A more adaptive approach involves linear algebra computation in a hierarchy of polynomial vector spaces. It produces a description of quotient algebra structures, from which the solutions of polynomial systems can be recovered. This family of methods includes Gröbner Basis , which provides general tools for solving polynomial equations. Border Basis is an alternative approach, offering numerically stable methods for solving polynomial equations with approximate coefficients . An important issue is to understand and control the numerical behavior of these methods as well as their complexity and to exploit the structure of the input system.

In order to compute “only” the (real) solutions of a polynomial system in a given domain, duality techniques can also be employed. They consist in analyzing and adding constraints on the space of linear forms which vanish on the polynomial equations. Combined with semi-definite programming techniques, they provide efficient methods to compute the real solutions of algebraic equations or to solve polynomial optimization problems. The main issues are the completness of the approach, their scalability with the degree and dimension and the certification of bounds.
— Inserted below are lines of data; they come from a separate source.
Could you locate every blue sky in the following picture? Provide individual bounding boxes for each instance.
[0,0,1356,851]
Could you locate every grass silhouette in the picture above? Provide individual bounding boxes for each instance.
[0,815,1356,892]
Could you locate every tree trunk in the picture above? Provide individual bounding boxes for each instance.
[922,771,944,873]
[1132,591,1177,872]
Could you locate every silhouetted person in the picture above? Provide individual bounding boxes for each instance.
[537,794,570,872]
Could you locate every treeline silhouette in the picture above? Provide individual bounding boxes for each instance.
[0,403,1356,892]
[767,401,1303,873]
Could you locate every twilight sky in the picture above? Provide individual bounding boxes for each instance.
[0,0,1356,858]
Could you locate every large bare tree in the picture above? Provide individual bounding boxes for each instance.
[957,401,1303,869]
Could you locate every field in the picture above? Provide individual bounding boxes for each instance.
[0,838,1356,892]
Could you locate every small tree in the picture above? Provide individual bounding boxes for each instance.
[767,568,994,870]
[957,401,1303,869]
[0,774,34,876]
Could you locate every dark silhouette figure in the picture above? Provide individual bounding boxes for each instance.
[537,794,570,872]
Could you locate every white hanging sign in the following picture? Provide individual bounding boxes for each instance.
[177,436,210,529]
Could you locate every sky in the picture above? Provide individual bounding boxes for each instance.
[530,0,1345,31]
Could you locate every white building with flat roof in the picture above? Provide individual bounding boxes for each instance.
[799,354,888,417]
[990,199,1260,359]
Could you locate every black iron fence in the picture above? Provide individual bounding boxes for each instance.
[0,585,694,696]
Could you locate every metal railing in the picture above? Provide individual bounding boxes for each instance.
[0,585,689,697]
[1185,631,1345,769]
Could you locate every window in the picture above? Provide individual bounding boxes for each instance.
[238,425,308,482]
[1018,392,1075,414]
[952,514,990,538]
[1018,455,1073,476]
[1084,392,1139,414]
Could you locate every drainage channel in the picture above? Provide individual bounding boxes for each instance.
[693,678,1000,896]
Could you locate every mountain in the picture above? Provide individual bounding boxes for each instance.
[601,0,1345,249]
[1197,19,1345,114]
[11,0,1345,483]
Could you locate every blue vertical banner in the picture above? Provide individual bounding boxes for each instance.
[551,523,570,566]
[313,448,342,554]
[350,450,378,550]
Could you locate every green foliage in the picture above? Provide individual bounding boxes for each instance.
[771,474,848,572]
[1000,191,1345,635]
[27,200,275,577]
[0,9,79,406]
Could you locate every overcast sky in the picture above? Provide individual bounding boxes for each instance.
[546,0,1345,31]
Singular solutions of polynomial systems can be analyzed by computing differentials, which vanish at these points. This leads to efficient deflation techniques, which transform a singular solution of a given problem into a regular solution of the transformed problem. These local methods need to be combined with more global root localisation methods.

Subdivision methods are another type of methods which are interesting for robust geometric computation. They are based on exclusion tests which certify that no solution exists in a domain and inclusion tests, which certify the uniqueness of a solution in a domain. They have shown their strength in addressing many algebraic problems, such as isolating real roots of polynomial equations or computing the topology of algebraic curves and surfaces. The main issues in these approaches is to deal with singularities and degenerate solutions.

4.1 Geometric modeling for Design and Manufacturing.

The main domain of applications that we consider for the methods we develop is Computer Aided Design and Manufacturing.

Computer-Aided Design (CAD) involves creating digital models defined by mathematical constructions, from geometric, functional or aesthetic considerations. Computer-aided manufacturing (CAM) uses the geometrical design data to control the tools and processes, which lead to the production of real objects from their numerical descriptions.

CAD-CAM systems provide tools for visualizing, understanding, manipulating, and editing virtual shapes. They are extensively used in many applications, including automotive, shipbuilding, aerospace industries, industrial and architectural design, prosthetics, and many more. They are also widely used to produce computer animation for special effects in movies, advertising and technical manuals, or for digital content creation. Their economic importance is enormous. Their importance in education is also growing, as they are more and more used in schools and educational purposes.

CAD-CAM has been a major driving force for research developments in geometric modeling, which leads to very large software, produced and sold by big companies, capable of assisting engineers in all the steps from design to manufacturing.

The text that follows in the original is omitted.